[CentOS] Problems with motherboard support? INTEL DP43BF

Mon Dec 27 21:19:55 UTC 2010
John R Pierce <pierce at hogranch.com>

On 12/27/10 11:04 AM, robert mena wrote:
> Hi,
>
> I've installed Centos 5.5 (plus updates) in a machine with INTEL 
> DP43BF motherboard.  In order to make Linux detect the PCIs I've added 
> the pci=assign-busses in my GRUB conf.
>
> Everything runs fine but within less than 2 days of uptime the machine 
> simply freezes (black console no connectivity).  This has happened 
> more than one time so I'm considering to be a problem. The memtest 
> passed without a problem and the machine uses a compact flash (sandisk 
> extreme III 4GB) as a disk.
>
> I could only find the error messages in my /var/log/messages but those 
> appear hours before the actual lock.
>
> kernel: 0000:00:1a.7 EHCI: BIOS handoff failed (BIOS bug ?) 01010001
>
> kernel: 0000:00:1d.7 EHCI: BIOS handoff failed (BIOS bug ?) 01010001
>
>
> kernel: eth4: PCI Bus error a290.
>
> kernel: eth4: PCI Bus error 0290.
>
> kernel: eth3: PCI Bus error 2290.
>
> kernel: eth3: PCI Bus error 0290.
>
>
> Any tips?
>


thats a desktop board, right?  so it probably doesn't have ECC or any of 
the other system integrity features of a server board, nor do they 
usually have the IO bus bandwidth to handle substantial IO workloads.

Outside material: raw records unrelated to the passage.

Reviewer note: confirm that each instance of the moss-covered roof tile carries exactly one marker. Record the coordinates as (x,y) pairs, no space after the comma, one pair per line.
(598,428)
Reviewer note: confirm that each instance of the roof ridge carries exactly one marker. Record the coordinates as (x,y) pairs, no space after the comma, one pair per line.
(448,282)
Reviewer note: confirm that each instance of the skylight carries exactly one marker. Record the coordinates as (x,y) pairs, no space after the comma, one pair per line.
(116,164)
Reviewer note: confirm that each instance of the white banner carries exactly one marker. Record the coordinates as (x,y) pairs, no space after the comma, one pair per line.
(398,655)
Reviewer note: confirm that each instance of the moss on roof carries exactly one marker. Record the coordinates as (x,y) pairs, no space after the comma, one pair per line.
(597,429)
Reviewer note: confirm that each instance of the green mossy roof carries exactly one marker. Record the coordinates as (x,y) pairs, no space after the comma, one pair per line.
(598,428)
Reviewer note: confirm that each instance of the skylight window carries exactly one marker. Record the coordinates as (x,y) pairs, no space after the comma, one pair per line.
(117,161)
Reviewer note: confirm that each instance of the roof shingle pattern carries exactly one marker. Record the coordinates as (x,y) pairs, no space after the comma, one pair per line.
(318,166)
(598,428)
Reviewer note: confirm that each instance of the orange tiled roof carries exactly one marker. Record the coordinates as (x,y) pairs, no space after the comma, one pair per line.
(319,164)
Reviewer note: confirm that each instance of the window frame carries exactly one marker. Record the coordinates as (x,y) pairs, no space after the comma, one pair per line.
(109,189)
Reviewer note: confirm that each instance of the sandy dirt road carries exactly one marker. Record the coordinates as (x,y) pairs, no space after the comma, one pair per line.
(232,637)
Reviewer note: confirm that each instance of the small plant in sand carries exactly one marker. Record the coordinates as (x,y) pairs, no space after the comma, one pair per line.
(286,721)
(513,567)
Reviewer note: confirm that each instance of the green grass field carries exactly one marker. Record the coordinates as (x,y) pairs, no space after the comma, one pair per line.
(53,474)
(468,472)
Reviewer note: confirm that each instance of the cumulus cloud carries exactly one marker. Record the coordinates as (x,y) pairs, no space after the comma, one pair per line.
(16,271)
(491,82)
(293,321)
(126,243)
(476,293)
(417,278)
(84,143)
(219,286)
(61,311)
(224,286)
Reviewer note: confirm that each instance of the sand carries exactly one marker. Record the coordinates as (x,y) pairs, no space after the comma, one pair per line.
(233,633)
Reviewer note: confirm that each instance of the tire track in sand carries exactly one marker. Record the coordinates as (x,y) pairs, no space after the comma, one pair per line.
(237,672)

PCI bus errors are not a good thing at all, either.  you have 5 ethernet 
adapters in use?   what sort of Ethernet controller?   I believe those 
PCI Bus errors are being reported by your ethernet adapters, and could 
be the result of excess bus contention.  a single gigE can way more than 
saturate a 32bit 33Mhz PCI (parallel) bus.  All the PCI slots on a 
desktop board like you have are on the same bus and contend for the same 
bandwidth.

Also, as mentioned thermal problems are a definite possibility, although 
Intel CPUs tend to self-throttle if they get too hot, the Chipset might 
not be that good at it (eg, watch the chipset and memory temperature as 
well as the CPU).    Another possible cause would be silent memory 
corruption although that would be more likely to cause a kernel fault 
("Fatal kernel error - system halted") however if your display is in a 
GUI mode, you won't see this unless the console is directed to a serial 
port which is being monitored.